İlk Derece mahkemesince bozmaya uyularak yapılan yargılama sonunda; "dava konusu taşınmazın orman sayılmayan yerlerden olduğu, özel mülkiyete elverişli yerlerden olduğu, ancak; davalılar tarafından dava konusu taşınmaz üzerinde Kadastro Kanunu madde 14 ve 17'deki şartların sağlanmadığından kazanım şartlarının oluşmadığı " gerekçesiyle, davanın kabulüne, davaya konu 113 ada 3 parsel sayılı taşınmazın davalılar adına olan tespitin iptali ile susuz tarla vasfı ile Hazine adına tapuya kayıt ve tesciline karar verilmiş; hüküm, davalılar vekili tarafından temyiz edilmiştir.

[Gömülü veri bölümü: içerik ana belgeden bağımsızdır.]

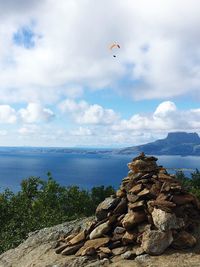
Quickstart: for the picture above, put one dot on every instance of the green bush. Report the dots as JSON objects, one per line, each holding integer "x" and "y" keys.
{"x": 41, "y": 204}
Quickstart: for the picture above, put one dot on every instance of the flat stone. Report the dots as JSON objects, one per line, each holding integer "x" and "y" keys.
{"x": 144, "y": 192}
{"x": 96, "y": 243}
{"x": 132, "y": 197}
{"x": 165, "y": 221}
{"x": 102, "y": 255}
{"x": 131, "y": 219}
{"x": 164, "y": 205}
{"x": 115, "y": 244}
{"x": 104, "y": 207}
{"x": 141, "y": 165}
{"x": 121, "y": 207}
{"x": 89, "y": 251}
{"x": 78, "y": 238}
{"x": 128, "y": 255}
{"x": 183, "y": 199}
{"x": 136, "y": 205}
{"x": 100, "y": 230}
{"x": 136, "y": 188}
{"x": 119, "y": 230}
{"x": 69, "y": 237}
{"x": 61, "y": 248}
{"x": 70, "y": 250}
{"x": 120, "y": 193}
{"x": 119, "y": 251}
{"x": 129, "y": 238}
{"x": 184, "y": 240}
{"x": 142, "y": 227}
{"x": 163, "y": 176}
{"x": 155, "y": 242}
{"x": 105, "y": 250}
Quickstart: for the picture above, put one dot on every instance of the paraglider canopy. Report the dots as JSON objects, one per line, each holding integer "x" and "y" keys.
{"x": 113, "y": 47}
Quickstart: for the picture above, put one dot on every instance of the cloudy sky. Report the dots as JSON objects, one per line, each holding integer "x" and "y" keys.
{"x": 61, "y": 86}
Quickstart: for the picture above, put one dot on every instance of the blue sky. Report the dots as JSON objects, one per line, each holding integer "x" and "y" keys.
{"x": 61, "y": 86}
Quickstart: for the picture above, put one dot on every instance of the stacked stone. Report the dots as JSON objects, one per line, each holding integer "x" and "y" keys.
{"x": 150, "y": 212}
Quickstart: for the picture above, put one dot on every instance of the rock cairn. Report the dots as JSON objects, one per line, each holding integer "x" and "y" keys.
{"x": 150, "y": 212}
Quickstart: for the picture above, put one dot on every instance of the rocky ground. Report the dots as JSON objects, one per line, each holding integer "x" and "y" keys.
{"x": 151, "y": 221}
{"x": 38, "y": 251}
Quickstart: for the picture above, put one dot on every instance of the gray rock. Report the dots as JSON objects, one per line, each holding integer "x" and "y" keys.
{"x": 155, "y": 242}
{"x": 38, "y": 248}
{"x": 104, "y": 207}
{"x": 128, "y": 255}
{"x": 100, "y": 230}
{"x": 165, "y": 221}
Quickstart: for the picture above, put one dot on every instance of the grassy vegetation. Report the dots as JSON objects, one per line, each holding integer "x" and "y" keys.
{"x": 41, "y": 203}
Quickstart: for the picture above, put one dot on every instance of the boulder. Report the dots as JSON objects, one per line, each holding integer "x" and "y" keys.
{"x": 184, "y": 240}
{"x": 155, "y": 242}
{"x": 100, "y": 230}
{"x": 131, "y": 219}
{"x": 165, "y": 221}
{"x": 96, "y": 243}
{"x": 104, "y": 207}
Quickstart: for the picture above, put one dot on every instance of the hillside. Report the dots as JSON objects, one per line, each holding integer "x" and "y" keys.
{"x": 176, "y": 143}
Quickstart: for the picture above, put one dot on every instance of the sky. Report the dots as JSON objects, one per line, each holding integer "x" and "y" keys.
{"x": 61, "y": 86}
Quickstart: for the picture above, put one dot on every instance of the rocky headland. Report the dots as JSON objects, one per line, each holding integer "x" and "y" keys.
{"x": 150, "y": 221}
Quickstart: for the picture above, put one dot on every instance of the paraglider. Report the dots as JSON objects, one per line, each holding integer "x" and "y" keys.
{"x": 113, "y": 48}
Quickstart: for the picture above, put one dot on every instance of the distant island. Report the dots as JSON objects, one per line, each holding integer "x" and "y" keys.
{"x": 176, "y": 143}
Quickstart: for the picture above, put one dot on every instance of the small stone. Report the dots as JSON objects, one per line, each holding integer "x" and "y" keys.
{"x": 136, "y": 205}
{"x": 71, "y": 249}
{"x": 129, "y": 238}
{"x": 119, "y": 230}
{"x": 142, "y": 258}
{"x": 183, "y": 199}
{"x": 120, "y": 193}
{"x": 105, "y": 250}
{"x": 89, "y": 251}
{"x": 165, "y": 221}
{"x": 184, "y": 240}
{"x": 100, "y": 230}
{"x": 155, "y": 242}
{"x": 78, "y": 238}
{"x": 68, "y": 238}
{"x": 121, "y": 207}
{"x": 128, "y": 255}
{"x": 96, "y": 243}
{"x": 61, "y": 248}
{"x": 119, "y": 251}
{"x": 104, "y": 207}
{"x": 102, "y": 255}
{"x": 131, "y": 219}
{"x": 139, "y": 251}
{"x": 136, "y": 188}
{"x": 132, "y": 197}
{"x": 143, "y": 193}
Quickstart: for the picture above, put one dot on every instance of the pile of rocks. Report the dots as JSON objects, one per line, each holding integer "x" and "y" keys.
{"x": 150, "y": 212}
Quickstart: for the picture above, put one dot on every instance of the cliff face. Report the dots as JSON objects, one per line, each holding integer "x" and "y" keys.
{"x": 151, "y": 214}
{"x": 177, "y": 143}
{"x": 38, "y": 251}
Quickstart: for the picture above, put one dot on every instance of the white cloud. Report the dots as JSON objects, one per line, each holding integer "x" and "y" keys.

Tarafların karşılıklı iddia ve savunmalarına, dayandıkları belgelere, uyulan bozma ilamı doğrultusunda inceleme ve araştırma yapılarak, mevcut deliller takdir edilerek karar verildiğine, uygulanması gereken hukuk kurallarının somut olaya uygulanmasında bir isabetsizlik bulunmadığına, bozmaya uyulmakla taraflar lehine ve aleyhine kazanılmış hak durumunu oluşturan yönlerin yeniden incelenmesine hukukça imkan olmadığı gibi 6100 sayılı Kanun’un 369/1 inci maddesi de gözetilerek yapılan incelemede aynı Kanun’un 371 inci maddesinde yer alan sebeplerden biri de var olmadığına göre, İlk Derece Mahkemesi kararında yazılı gerekçeler dikkate alındığında temyizen incelenen karar usul ve kanuna uygun olup davalılar vekilinin temyiz dilekçesinde ileri sürdüğü nedenler kararın bozulmasını gerektirecek nitelikte görülmemiştir.

SONUÇ: Açıklanan sebeplerle;

Temyiz olunan İlk Derece Mahkemesi kararının ONANMASINA,427,60 TL peşin harcın onama harcına mahsubuna, Dosyanın İlk Derece Mahkemesine gönderilmesine,24.12.2024 tarihinde oy birliğiyle karar verildi.